After the program, the veterans boarded an American Airlines chartered jet for the one-hour flight to Ronald Reagan Washington National Airport.
Honor Flight veterans travel with guardians, travel companions who are there to assist them during the day’s activities. In most cases, guardians are children, grandchildren or other family members, Covert said. However, if a veteran doesn’t have a guardian, Honor Flight will assign them a qualified, screened and trained guardian.
In Washington D.C., they boarded buses and traveled with a police escort during the trip.
“When we leave the airport, they turn on the lights and the sirens and we don’t stop for red lights or anything else,” Covert said.
The veterans toured the National World War II Memorial, the Korean War Veterans Memorial, the Lincoln Memorial, the Vietnam Veterans Memorial, the Iwo Jima Memorial and the Women in Military Service for America Memorial.
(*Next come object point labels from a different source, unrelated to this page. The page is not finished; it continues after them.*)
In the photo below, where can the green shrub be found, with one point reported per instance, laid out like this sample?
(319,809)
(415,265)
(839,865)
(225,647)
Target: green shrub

The Honor Flight participants also visited Arlington National Cemetery where they observed the Changing of the Guard at the Tomb of the Unknown.
Their last stop was the Air Force Memorial where they had dinner before heading back to the airport. There, they were greeted by a group of young men and women dressed in 1940s and 1950s era clothing, who danced and entertained the veterans before they departed.
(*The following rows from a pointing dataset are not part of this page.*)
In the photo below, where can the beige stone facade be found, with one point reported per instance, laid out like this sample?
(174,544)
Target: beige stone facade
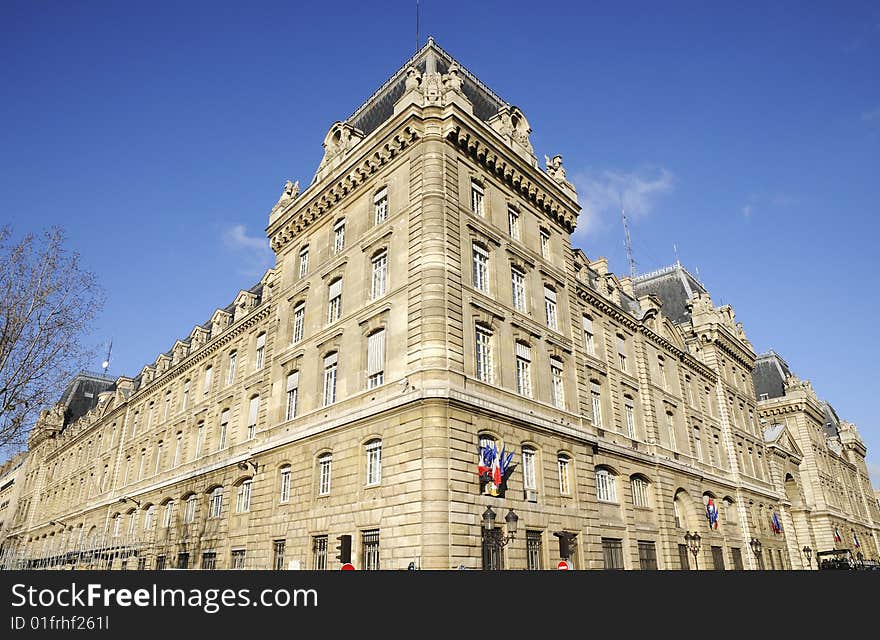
(426,296)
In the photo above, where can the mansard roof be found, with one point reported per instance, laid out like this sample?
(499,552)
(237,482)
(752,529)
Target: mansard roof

“We usually have some kissing ladies there who will put on extra lipstick and kiss the veterans on the cheek as they get back on the plane,” Covert said.
When the plane landed in Fort Wayne, the veterans thought the Honor Flight was over, but it wasn’t, he said.
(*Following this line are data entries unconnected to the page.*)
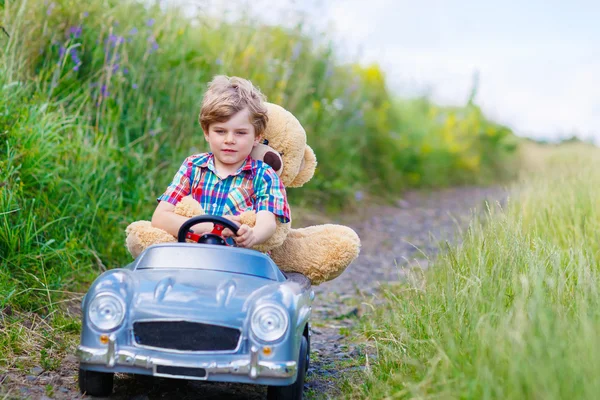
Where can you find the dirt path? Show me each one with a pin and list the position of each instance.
(392, 237)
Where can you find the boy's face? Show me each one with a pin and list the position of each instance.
(232, 141)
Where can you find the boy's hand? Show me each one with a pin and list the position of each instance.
(246, 237)
(233, 218)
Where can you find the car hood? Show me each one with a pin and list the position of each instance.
(195, 295)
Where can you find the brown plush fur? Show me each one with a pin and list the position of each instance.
(320, 252)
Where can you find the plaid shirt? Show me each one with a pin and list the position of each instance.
(255, 186)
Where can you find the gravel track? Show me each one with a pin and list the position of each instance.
(392, 238)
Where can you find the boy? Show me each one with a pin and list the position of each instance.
(227, 180)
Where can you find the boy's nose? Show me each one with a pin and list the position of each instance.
(229, 138)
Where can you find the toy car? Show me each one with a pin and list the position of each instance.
(202, 311)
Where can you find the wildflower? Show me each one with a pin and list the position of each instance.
(154, 44)
(114, 39)
(296, 51)
(75, 31)
(75, 58)
(338, 104)
(329, 71)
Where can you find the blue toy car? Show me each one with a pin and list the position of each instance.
(203, 311)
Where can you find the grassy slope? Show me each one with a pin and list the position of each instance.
(513, 312)
(98, 99)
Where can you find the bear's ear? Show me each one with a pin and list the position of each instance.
(269, 155)
(307, 168)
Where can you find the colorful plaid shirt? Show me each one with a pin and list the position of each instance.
(255, 186)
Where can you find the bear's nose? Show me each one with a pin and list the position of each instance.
(273, 160)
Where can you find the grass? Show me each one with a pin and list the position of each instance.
(98, 99)
(513, 311)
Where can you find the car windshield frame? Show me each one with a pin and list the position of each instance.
(209, 257)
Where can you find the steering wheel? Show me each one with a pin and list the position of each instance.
(214, 237)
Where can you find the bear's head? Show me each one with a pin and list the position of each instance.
(284, 148)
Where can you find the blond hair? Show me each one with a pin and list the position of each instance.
(227, 96)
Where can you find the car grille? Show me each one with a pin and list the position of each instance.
(185, 336)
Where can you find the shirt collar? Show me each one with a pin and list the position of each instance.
(209, 163)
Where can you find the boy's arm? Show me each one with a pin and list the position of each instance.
(165, 218)
(263, 229)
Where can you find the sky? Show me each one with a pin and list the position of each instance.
(538, 62)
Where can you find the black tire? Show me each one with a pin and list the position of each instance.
(95, 383)
(293, 391)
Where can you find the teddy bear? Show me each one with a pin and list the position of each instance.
(320, 252)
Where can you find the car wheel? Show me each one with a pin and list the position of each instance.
(95, 383)
(293, 391)
(307, 353)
More than 3,000 people came to the Fort Wayne International Airport to welcome the veterans home. As the veterans walked through a reception line that was more than 100 yards long, people clapped and shook their hands, thanking them for their service. Members of the crowd held handmade signs and waved flags as a band played patriotic music.
“By the time a lot of those veterans and their guardians get through the reception line, there’s wet eyes out there. It’s a long day, but it’s a good day,” Covert said.
Veterans and their families were visibly moved by the show of support. Outside the airport, the Knuth family posed for photos with Ralph Knuth, an Army veteran who served during the Korean War era. He said he enjoyed a wonderful day of sightseeing and beautiful weather. Coming home to such fanfare was an experience he won’t soon forget.
“I was surprised by how many people were inside and outside the terminal,” he said.
His son, Dave Knuth, accompanied his father on the Honor Flight as a guardian. He teared up as he talked about how special it was to spend that precious time together.
“Spending time with my dad and being able to visit the memorials with him was great,” he said.
One of the highlights of the trip was on the flight home when volunteers reenacted mail call, he said. His father received letters from family members thanking him for his service as well as mail from school children and church members.
Covert said a compliment that Honor Flight routinely gets from veterans is that the trip was one of the best days of their lives.
Each Honor Flight costs about $85,000, he said. The October trip was made possible with the support of CWC Logistics, Green Pro Lawn & Landscape and CWC Transportation services.
Honor Flight Northeast Indiana is ran entirely by unpaid volunteers. The nonprofit always welcomes donations, which are tax deductible. Covert said the cost of chartered flights is expected to increase next year.